«Le sport est un lieu politique»

Patrick Clastres Il aime la cuisine italienne et découvre les tables lausannoises, ici au Restau­rant Amici. © Pierre-Antoine Grisoni - Strates
Patrick Clastres
Il aime la cuisine italienne et découvre les tables lausannoises, ici au Restaurant Amici.
© Pierre-Antoine Grisoni – Strates

Investi par d’énormes attentes allant de l’économie à la religion, le sport se veut pourtant neutre. C’est sa force et sa faiblesse, estime le professeur Patrick Clastres.

Avant de venir à Lausanne, il a visité tout le spectre de l’Education nationale en France. Passant du collège en zone sensible à la préparation des jeunes voulant intégrer l’Ecole normale supérieure, il a initié en 2003 et codirigé le séminaire d’histoire du sport à Sciences Po Paris. L’historien Patrick Clastres ne veut pas se voir «réduit à son objet» et concède du bout des lèvres une pratique tennistique un temps semi-professionnelle. Du passé. Aujourd’hui, il ne revendique plus qu’une discipline, celle du pas de côté. Il décrypte le monde olympique avec prudence et refuse de se laisser engloutir dans son champ d’études. Cette indépendance n’implique nulle malveillance. Le discours dérangeant pouvant à ses yeux «aider le CIO à mieux comprendre sa culture d’entreprise», voire à «penser son futur», il est heureux de travailler à l’UNIL, dans un canton et une ville qui se trouvent être «l’omphalos», autrement dit le nombril grec donc le centre, non pas du monde, mais de la planète sport.

Durant ses études, Patrick Clastres s’est intéressé à l’époque moderne puis à l’antiquité gréco-romaine, avant de conjuguer ses deux passions pour l’histoire et le sport en rédigeant sa thèse sous la forme d’une biographie politique de Pierre de Coubertin. Choisir cette spécialité marginale, comme historien, signifiait aussi pouvoir explorer un objet dont le retour programmé tous les quatre ans sur la scène mondiale ouvrait à la recherche un horizon presque inépuisable.
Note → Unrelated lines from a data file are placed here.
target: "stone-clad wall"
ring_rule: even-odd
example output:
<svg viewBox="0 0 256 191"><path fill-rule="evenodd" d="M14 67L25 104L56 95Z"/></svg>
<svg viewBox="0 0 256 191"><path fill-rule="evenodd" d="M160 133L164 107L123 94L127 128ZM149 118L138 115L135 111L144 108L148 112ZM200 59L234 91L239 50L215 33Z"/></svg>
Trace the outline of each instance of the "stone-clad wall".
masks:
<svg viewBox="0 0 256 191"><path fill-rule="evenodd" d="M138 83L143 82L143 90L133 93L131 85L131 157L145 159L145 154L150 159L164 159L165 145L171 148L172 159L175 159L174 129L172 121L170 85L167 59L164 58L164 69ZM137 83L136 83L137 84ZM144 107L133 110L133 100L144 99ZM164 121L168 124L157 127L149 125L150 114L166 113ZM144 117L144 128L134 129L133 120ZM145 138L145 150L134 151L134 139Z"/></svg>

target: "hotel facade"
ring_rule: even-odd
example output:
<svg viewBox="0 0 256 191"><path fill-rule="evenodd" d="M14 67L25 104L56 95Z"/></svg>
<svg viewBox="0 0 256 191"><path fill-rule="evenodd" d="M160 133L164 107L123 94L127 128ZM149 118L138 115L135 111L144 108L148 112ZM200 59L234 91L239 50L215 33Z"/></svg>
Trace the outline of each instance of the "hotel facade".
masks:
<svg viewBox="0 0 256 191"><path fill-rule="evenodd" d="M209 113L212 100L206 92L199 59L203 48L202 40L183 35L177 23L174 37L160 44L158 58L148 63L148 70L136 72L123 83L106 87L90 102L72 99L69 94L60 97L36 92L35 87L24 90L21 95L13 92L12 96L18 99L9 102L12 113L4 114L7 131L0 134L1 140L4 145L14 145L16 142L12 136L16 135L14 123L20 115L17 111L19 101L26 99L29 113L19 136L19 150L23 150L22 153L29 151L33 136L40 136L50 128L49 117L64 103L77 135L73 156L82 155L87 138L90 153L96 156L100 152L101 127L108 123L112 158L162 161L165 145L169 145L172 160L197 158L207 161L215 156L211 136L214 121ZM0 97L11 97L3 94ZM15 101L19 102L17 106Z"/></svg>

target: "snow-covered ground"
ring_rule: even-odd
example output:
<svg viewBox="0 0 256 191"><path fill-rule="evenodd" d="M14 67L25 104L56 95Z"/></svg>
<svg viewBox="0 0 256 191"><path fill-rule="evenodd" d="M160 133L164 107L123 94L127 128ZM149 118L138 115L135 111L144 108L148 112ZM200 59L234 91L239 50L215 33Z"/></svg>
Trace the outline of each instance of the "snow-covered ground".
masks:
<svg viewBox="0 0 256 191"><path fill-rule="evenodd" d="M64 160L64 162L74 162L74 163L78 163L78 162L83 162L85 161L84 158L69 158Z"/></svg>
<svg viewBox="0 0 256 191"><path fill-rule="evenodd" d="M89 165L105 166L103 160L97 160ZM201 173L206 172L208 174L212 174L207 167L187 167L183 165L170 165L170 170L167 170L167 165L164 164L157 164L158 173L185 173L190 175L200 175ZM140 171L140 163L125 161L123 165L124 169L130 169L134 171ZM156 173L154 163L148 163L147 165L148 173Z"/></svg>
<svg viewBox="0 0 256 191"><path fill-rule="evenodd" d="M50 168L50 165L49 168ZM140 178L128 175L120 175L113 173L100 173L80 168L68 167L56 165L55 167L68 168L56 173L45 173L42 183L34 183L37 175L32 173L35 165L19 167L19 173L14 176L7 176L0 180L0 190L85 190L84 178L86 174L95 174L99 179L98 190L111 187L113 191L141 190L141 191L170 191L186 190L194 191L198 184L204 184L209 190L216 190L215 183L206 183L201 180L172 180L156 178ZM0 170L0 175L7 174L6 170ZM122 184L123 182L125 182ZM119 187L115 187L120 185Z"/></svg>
Avec un projet déposé au FNS, le scientifique entend décrypter les discours et les parcours de 400 dirigeants du CIO entre 1942 et 1992. Il veut plonger dans un passé récent et tumultueux pour mieux comprendre l’institution et, pourquoi pas, l’aider à relever ses défis culturels et démocratiques, l’actuel président Thomas Bach proposant d’intégrer de nouveaux sports dans le programme des jeux et d’ouvrir la porte aux associations de défense des droits de l’Homme, considérées avec une grande méfiance jusqu’ici.

La «politique de l’apolitisme» aurait-elle fait son temps ? «L’olympisme doit jouer un rôle dans l’évolution démocratique du monde. S’il s’en tient à un concept mou, il sera fatalement pénétré par les pires idéologies et théocraties. La neutralité est une faiblesse paradoxale pour une institution qui dispose d’une puissance symbolique planétaire. Par-delà les messages utopiques, le CIO pourrait être plus actif sur la question des droits de la personne en particulier.»

Qu’en est-il des «vieux sports» comme la lutte, l’escrime ou l’athlétisme ? Patrick Clastres pointe la désaffection d’une fraction importante de la jeunesse occidentale pour ces disciplines (au profit des sports de glisse ou de combats dans un «stade virtuel» par écrans interposés) et la réticence des démocraties à accueillir des événements économiquement risqués. L’historien rappelle cette double dimension du sport comme «conservatoire des traditions et laboratoire de la modernité». Il invite ses étudiants à décrypter les significations qui pèsent sur ce domaine considéré sous l’angle de la performance et d’une instance investie par l’économie, la médecine, la culture, la politique…

Père de trois enfants, Patrick Clastres est sincèrement intéressé par le regard des jeunes sur le monde et le sport tels qu’ils vont évoluer.

Un goût de l’enfance
Le pain grillé devant la braise de la cheminée.

Une ville de gout
Bilbao et ses pintxos, des tapas puissance mille.

Avec qui partager un repas
Le pianiste cubain de jazz Roberto Fonseca.